Pokemon X and Y
Must. Catch. Them. All.
Pokemon X and Y mark the newest generation of Pokemon, capping the current total at 718, and while the series’ age old trademark of “gotta catch ‘em all” is as daunting as ever, the series remains no less addicting than it did with its original 151.
The game takes place in the Kalos region, a gorgeous landscape heavily influenced by French architecture and culture, making these games the first to take place in a European inspired environment.
The story follows the typical formula at first: a young trainer is sent off from his or her mom’s house, equipped with his or her first Pokemon, to find and capture Pokemon to complete his or her Pokedex.
It isn’t until the player catches word of an ancient war that took place thousands of years ago between Pokemon that things start to take a turn from the expected.
While simultaneously trying to uncover the implications of this war in present day, the player is tasked with discovering the secrets of Megaevolution, which allows Pokemon to evolve into a new form for the duration of a battle. Charizard and Mewtwo have the added bonus of having separate forms depending on if the player purchased Pokemon X or Y.

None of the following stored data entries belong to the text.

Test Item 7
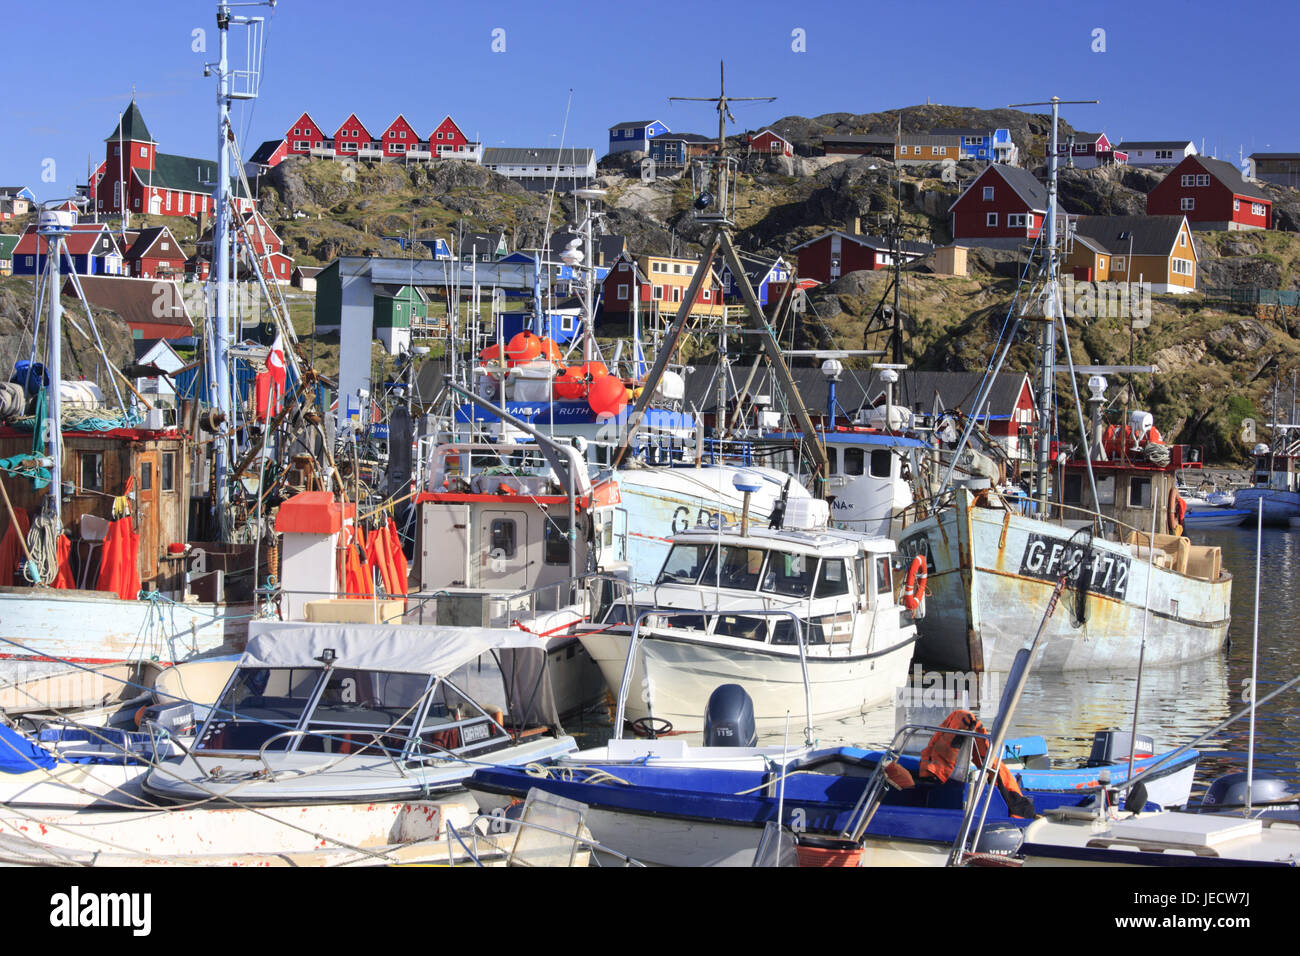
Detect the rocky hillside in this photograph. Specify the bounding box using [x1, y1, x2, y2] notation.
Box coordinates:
[237, 115, 1300, 464]
[0, 277, 135, 397]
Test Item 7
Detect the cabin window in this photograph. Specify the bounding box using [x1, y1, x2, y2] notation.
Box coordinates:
[161, 452, 176, 492]
[826, 447, 838, 474]
[414, 679, 506, 757]
[299, 669, 430, 755]
[1062, 472, 1083, 505]
[140, 460, 153, 491]
[489, 518, 517, 559]
[1129, 476, 1152, 508]
[983, 186, 995, 201]
[712, 614, 768, 640]
[815, 558, 851, 598]
[658, 543, 713, 585]
[703, 545, 765, 591]
[986, 213, 998, 227]
[762, 552, 818, 598]
[197, 666, 323, 751]
[79, 452, 103, 493]
[543, 518, 573, 565]
[870, 449, 892, 479]
[771, 618, 825, 646]
[877, 558, 892, 595]
[855, 555, 868, 594]
[844, 448, 864, 476]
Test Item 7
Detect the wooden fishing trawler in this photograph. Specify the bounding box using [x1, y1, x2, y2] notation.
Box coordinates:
[895, 99, 1231, 673]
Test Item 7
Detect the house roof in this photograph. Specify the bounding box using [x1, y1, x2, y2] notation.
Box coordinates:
[752, 129, 791, 145]
[950, 164, 1048, 213]
[1115, 141, 1193, 151]
[1194, 156, 1272, 201]
[1249, 152, 1300, 160]
[482, 147, 595, 166]
[898, 133, 961, 148]
[791, 230, 934, 257]
[609, 120, 662, 132]
[125, 226, 182, 260]
[13, 225, 118, 257]
[681, 365, 1029, 418]
[1070, 215, 1191, 258]
[722, 252, 787, 287]
[248, 139, 286, 165]
[656, 133, 715, 144]
[459, 232, 505, 257]
[66, 275, 192, 331]
[104, 101, 155, 144]
[293, 265, 323, 278]
[134, 152, 248, 198]
[930, 127, 1000, 137]
[0, 186, 34, 199]
[373, 283, 428, 301]
[0, 234, 21, 258]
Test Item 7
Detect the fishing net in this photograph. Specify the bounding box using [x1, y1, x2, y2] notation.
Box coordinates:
[1067, 524, 1094, 628]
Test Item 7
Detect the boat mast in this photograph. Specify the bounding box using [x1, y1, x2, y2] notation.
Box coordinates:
[36, 206, 76, 522]
[209, 0, 272, 538]
[1009, 96, 1098, 511]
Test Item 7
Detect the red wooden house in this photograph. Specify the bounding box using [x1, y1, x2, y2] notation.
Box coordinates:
[1052, 132, 1126, 169]
[949, 164, 1048, 242]
[381, 115, 422, 159]
[750, 129, 793, 158]
[332, 113, 373, 157]
[429, 115, 474, 159]
[286, 112, 328, 156]
[125, 226, 186, 279]
[1146, 155, 1272, 231]
[793, 231, 934, 284]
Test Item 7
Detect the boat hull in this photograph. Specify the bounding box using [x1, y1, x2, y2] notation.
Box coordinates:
[1233, 488, 1300, 525]
[0, 588, 248, 687]
[579, 627, 917, 731]
[900, 492, 1231, 672]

There’s no shortage of throwbacks to earlier games as well. Veteran fans will fondly recognize many of the references Game Freak sneaks in. A sleeping Snorlax blocks the road at one point in the story, preventing the player from moving onward. Allusions are also made to Professor Oak’s grandson, Gary, and legends from previous Pokemon games.

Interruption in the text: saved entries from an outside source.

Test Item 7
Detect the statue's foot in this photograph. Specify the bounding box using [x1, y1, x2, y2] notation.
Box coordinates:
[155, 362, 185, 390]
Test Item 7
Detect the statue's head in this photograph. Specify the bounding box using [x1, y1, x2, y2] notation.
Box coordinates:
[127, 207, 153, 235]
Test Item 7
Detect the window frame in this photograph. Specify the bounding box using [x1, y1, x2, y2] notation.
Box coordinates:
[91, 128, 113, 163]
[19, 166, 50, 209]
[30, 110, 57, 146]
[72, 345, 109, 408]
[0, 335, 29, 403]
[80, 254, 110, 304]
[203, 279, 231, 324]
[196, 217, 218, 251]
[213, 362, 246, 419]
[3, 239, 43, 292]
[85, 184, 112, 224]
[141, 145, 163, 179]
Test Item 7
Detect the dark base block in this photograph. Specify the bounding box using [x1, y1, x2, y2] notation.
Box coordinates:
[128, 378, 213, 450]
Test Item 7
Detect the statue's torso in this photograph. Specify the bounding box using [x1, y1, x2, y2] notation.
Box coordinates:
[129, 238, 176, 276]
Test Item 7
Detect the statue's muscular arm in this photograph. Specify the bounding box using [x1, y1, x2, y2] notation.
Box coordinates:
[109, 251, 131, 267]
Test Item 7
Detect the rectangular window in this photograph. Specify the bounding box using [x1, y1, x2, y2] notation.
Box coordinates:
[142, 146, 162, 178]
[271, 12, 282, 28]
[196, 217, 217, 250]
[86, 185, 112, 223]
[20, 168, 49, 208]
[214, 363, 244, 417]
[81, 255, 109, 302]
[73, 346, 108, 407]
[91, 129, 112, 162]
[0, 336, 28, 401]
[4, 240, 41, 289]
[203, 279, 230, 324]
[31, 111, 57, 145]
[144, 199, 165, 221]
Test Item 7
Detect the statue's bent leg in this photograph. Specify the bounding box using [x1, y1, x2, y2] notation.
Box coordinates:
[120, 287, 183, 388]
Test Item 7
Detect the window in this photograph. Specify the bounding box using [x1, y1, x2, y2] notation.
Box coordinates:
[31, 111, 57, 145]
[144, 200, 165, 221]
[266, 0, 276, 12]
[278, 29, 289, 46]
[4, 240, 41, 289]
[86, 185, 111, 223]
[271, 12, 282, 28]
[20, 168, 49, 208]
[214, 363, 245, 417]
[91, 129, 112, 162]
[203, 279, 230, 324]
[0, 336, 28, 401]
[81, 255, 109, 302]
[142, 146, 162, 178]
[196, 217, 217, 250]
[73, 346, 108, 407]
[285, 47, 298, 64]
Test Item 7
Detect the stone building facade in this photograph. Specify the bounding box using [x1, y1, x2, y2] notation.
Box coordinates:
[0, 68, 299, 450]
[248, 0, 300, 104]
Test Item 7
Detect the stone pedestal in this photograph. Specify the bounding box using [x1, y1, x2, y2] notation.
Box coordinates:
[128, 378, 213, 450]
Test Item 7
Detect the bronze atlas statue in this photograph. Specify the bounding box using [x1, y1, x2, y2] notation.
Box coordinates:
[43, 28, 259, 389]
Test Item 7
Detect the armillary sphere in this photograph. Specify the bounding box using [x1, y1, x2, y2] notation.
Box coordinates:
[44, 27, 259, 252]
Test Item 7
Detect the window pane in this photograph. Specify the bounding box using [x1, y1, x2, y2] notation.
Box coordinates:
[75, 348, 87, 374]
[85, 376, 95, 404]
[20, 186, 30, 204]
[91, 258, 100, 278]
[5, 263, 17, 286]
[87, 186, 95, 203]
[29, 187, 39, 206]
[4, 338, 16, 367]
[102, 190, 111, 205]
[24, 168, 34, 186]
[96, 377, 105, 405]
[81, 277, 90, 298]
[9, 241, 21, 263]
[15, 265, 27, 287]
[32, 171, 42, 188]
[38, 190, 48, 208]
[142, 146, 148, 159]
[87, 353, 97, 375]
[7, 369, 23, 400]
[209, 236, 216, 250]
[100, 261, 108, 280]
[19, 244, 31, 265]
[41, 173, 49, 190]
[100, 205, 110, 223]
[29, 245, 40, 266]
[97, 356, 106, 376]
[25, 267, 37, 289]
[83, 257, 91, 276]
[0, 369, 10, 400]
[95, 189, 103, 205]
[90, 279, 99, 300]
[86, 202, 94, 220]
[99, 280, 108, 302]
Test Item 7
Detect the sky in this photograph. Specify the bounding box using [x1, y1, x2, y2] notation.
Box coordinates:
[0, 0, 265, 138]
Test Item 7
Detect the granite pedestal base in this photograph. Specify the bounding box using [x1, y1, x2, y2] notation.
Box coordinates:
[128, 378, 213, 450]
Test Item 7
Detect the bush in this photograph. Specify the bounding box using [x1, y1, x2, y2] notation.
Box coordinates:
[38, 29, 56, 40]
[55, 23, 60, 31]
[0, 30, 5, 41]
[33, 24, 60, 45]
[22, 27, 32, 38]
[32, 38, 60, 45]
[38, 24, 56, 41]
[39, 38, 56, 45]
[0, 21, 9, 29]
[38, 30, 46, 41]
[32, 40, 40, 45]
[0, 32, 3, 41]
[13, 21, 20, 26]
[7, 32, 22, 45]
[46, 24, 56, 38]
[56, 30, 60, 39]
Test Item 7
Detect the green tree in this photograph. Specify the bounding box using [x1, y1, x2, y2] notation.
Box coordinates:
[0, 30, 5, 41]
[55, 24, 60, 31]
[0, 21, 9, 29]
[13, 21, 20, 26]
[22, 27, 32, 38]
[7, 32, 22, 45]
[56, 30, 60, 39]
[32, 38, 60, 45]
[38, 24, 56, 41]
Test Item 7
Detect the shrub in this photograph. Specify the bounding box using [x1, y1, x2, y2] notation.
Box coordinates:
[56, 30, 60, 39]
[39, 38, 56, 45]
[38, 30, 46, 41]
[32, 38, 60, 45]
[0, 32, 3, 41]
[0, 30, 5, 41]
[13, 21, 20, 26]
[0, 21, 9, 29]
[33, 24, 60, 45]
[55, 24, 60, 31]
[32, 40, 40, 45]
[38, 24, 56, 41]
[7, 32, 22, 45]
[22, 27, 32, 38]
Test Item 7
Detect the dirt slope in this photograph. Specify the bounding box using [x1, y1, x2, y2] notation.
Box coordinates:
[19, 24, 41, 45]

Not to mention that for the first time there are two sets of starter Pokemon the player is allowed to pick from, and the second set will look all too familiar to fans of the series.
Everything from the people to the Pokemon to the environments has been converted to 3D design models to take advantage of the Nintendo 3DS graphics engine. Battles are no longer static showdowns between two sprites, but instead fully 3D animated sequences complete with environment-sensitive backgrounds and a rotating camera to catch all the action.
It’s extremely evident the amount of work Game Freak put into making the environments memorable. Every town and gym has a clearly defined theme that blends together seamlessly with the overarching European motif.
From rooms that open up to reveal a rotating sphere of constellations, a forest town overrun with mushrooms that might as well have been ripped straight out of a Grimm’s fairy tale, a modern metropolis complete with its own homage to the Eiffel tower, the region is filled to the seams with stunning visuals.
For the first time in the series, character customization is possible. The outfits available are themed to the towns in which they are sold and the inventory changes daily, inciting players to check back each day. Non-playable characters will respond to your choices, and certain locations will not unlock until you are deemed “fashionable” enough.
While the overhaul in graphics makes battling a much more engaging experience, what perhaps is most fun about Pokemon X and Y is what happens outside of battle.
A new feature called Pokemon-amie allows players to interact with their Pokemon via the touch screen and 3DS camera, and each Pokemon has its own unique animation for the different ways players can interact with it.
If you dangle food in front of its face only to have it drop to the floor, most Pokemon will stamp their feet or pout dejectedly. Petting it with the touch stylus yields hearts and gratified mewls, whereas incessant tapping or petting it wrongly might earn the player a sour look, and that’s only from the mildest of Pokemon.
Pokemon with fiery tails or manes burn the player’s hand when touched, Trubbish, a Pokemon composed entirely of trash, makes the player’s hand gooey and move slower, and certain ones will dole out high fives if prompted.
While all this playing around does yield a variety of in-battle bonuses, Pokemon-amie, with its adorable variety of animations and level of interactivity, hardly needs much incentive to begin with.
Hard-core players will appreciate the new Super Training system, a series of point and shoot mini-games that allow players to finely hone their Pokemon’s individual stats. Considering the previous way to do this involved tediously training for hours without nearly as precise results, this new method comes as a much appreciated improvement.
However, for all its bells and whistles the actual battles in Pokemon X and Y are not nearly as difficult as in previous games.
A tweak to the existing item known as experience share could be to blame, as now it has become incredibly easy to level up an entire team in a fraction of the previous time, reducing the long hours of grinding players have become accustomed to while also making the games more accessible to casual gamers.
Though it takes relatively little effort to beat the game, Game Freak accommodates for that by providing post-Elite Four quests, daily trainer challenges, a Battle Tower reminiscent of the Battle Subway in Pokemon Black and White, and, of course, the ever present challenge of collecting over seven hundred Pokemon.
Even with their imperfections, Pokemon X and Y mark an incredible improvement in the series. The Pokemon that gamers know and love has received a gorgeous makeover in these 3DS titles, and it’s not much of a stretch to say that Game Freak might have perfected the formula of addicting gameplay.
A fair bit of warning, though: students with heavy schedules, purchase with caution. It’s incredibly likely that no homework will get done the day you buy the new Pokemon.